Program in Computational Biology and Bioinformatics, Duke University, Durham, United States.
University of Groningen and University Medical Center Groningen, Department of Gastroenterology and Hepatology, Groningen, Netherlands.
Elife. 2023 May 9;12:e83152. doi: 10.7554/eLife.83152.
Ecological relationships between bacteria mediate the services that gut microbiomes provide to their hosts. Knowing the overall direction and strength of these relationships is essential to learn how ecology scales up to affect microbiome assembly, dynamics, and host health. However, whether bacterial relationships are generalizable across hosts or personalized to individual hosts is debated. Here, we apply a robust, multinomial logistic-normal modeling framework to extensive time series data (5534 samples from 56 baboon hosts over 13 years) to infer thousands of correlations in bacterial abundance in individual baboons and test the degree to which bacterial abundance correlations are 'universal'. We also compare these patterns to two human data sets. We find that, most bacterial correlations are weak, negative, and universal across hosts, such that shared correlation patterns dominate over host-specific correlations by almost twofold. Further, taxon pairs that had inconsistent correlation signs (either positive or negative) in different hosts always had weak correlations within hosts. From the host perspective, host pairs with the most similar bacterial correlation patterns also had similar microbiome taxonomic compositions and tended to be genetic relatives. Compared to humans, universality in baboons was similar to that in human infants, and stronger than one data set from human adults. Bacterial families that showed universal correlations in human infants were often universal in baboons. Together, our work contributes new tools for analyzing the universality of bacterial associations across hosts, with implications for microbiome personalization, community assembly, and stability, and for designing microbiome interventions to improve host health.

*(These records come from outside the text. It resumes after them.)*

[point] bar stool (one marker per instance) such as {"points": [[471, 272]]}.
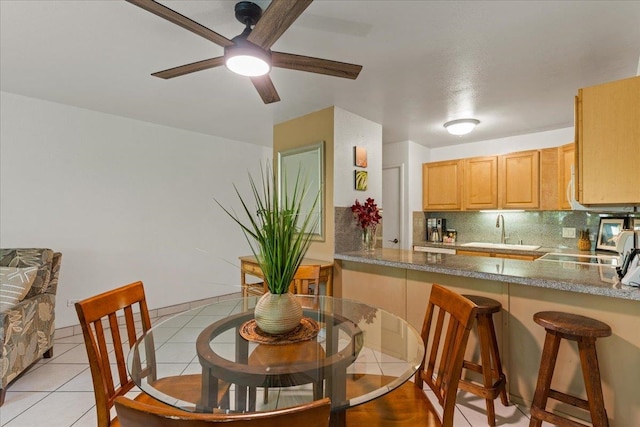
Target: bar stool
{"points": [[584, 330], [493, 380]]}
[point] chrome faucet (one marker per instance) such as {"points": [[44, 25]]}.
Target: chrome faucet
{"points": [[502, 237]]}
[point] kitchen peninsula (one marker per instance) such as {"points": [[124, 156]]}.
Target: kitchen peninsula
{"points": [[400, 281]]}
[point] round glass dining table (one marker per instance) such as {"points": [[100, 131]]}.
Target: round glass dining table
{"points": [[226, 372]]}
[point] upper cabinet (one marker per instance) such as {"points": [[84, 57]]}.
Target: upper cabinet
{"points": [[481, 183], [442, 186], [608, 143], [567, 155], [519, 180], [510, 181]]}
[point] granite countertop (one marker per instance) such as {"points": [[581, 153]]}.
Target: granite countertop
{"points": [[595, 280], [460, 245]]}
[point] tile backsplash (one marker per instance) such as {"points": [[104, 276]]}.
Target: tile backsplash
{"points": [[542, 228]]}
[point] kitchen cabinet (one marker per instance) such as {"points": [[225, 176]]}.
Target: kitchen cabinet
{"points": [[442, 185], [565, 162], [608, 143], [481, 183], [549, 185], [525, 257], [519, 180]]}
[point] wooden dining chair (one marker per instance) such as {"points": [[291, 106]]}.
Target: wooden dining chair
{"points": [[132, 413], [99, 318], [306, 280], [445, 332]]}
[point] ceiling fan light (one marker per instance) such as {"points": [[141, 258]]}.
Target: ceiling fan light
{"points": [[461, 126], [247, 61]]}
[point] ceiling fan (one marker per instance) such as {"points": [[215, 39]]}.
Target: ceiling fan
{"points": [[253, 45]]}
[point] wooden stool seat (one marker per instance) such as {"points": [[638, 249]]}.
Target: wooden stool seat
{"points": [[583, 330], [493, 379], [572, 325]]}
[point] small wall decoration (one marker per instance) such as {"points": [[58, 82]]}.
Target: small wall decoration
{"points": [[360, 156], [361, 178]]}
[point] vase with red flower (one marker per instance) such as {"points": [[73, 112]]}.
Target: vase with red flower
{"points": [[368, 216]]}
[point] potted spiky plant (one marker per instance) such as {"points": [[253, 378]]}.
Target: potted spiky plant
{"points": [[279, 233]]}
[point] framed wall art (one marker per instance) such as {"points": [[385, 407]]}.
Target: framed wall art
{"points": [[361, 180], [608, 230], [360, 157]]}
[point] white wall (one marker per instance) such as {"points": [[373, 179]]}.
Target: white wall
{"points": [[123, 200], [552, 138], [351, 130]]}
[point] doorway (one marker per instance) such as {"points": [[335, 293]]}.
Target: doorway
{"points": [[393, 206]]}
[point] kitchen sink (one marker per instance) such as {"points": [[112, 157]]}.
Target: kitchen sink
{"points": [[501, 246]]}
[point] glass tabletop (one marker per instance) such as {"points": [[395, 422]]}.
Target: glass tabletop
{"points": [[360, 353]]}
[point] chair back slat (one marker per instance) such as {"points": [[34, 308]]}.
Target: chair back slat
{"points": [[445, 346], [134, 414], [104, 310], [305, 277]]}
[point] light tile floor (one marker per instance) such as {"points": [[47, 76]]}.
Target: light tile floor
{"points": [[57, 392]]}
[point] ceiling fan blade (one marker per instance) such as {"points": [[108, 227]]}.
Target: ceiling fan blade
{"points": [[265, 88], [275, 20], [181, 20], [315, 65], [190, 68]]}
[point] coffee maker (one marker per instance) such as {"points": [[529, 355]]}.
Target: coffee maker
{"points": [[436, 229], [627, 245]]}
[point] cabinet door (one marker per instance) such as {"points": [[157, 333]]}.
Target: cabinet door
{"points": [[608, 138], [565, 161], [481, 183], [519, 185], [549, 186], [442, 186]]}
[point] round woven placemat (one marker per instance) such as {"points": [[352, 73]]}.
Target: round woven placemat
{"points": [[306, 330]]}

细菌之间的生态关系介导了肠道微生物组为其宿主提供的服务。了解这些关系的总体方向和强度对于了解生态学如何扩展以影响微生物组组装、动态和宿主健康至关重要。然而,细菌关系是否可以在宿主之间推广,或者个性化到个体宿主,这一点存在争议。在这里,我们应用了一个稳健的、多项逻辑正态建模框架,对广泛的时间序列数据(56 只狒狒宿主 13 年的 5534 个样本)进行了分析,以推断出个体狒狒中数千个细菌丰度相关性,并测试了细菌丰度相关性的普遍程度。我们还将这些模式与两个人类数据集进行了比较。我们发现,大多数细菌相关性是微弱的、负相关的,并且在宿主之间是普遍存在的,因此共享的相关模式几乎是宿主特异性相关模式的两倍。此外,在不同宿主中具有不一致相关符号(正相关或负相关)的分类群对在宿主内总是具有较弱的相关性。从宿主的角度来看,具有最相似细菌相关性模式的宿主对也具有相似的微生物组分类组成,并且往往是遗传亲属。与人类相比,狒狒的普遍性与人类婴儿相似,并且比来自人类成年人的一个数据集更强。在人类婴儿中显示出普遍相关性的细菌科通常在狒狒中也具有普遍性。总的来说,我们的工作为分析宿主间细菌关联的普遍性提供了新的工具,这对微生物组个性化、群落组装和稳定性以及设计改善宿主健康的微生物组干预措施具有重要意义。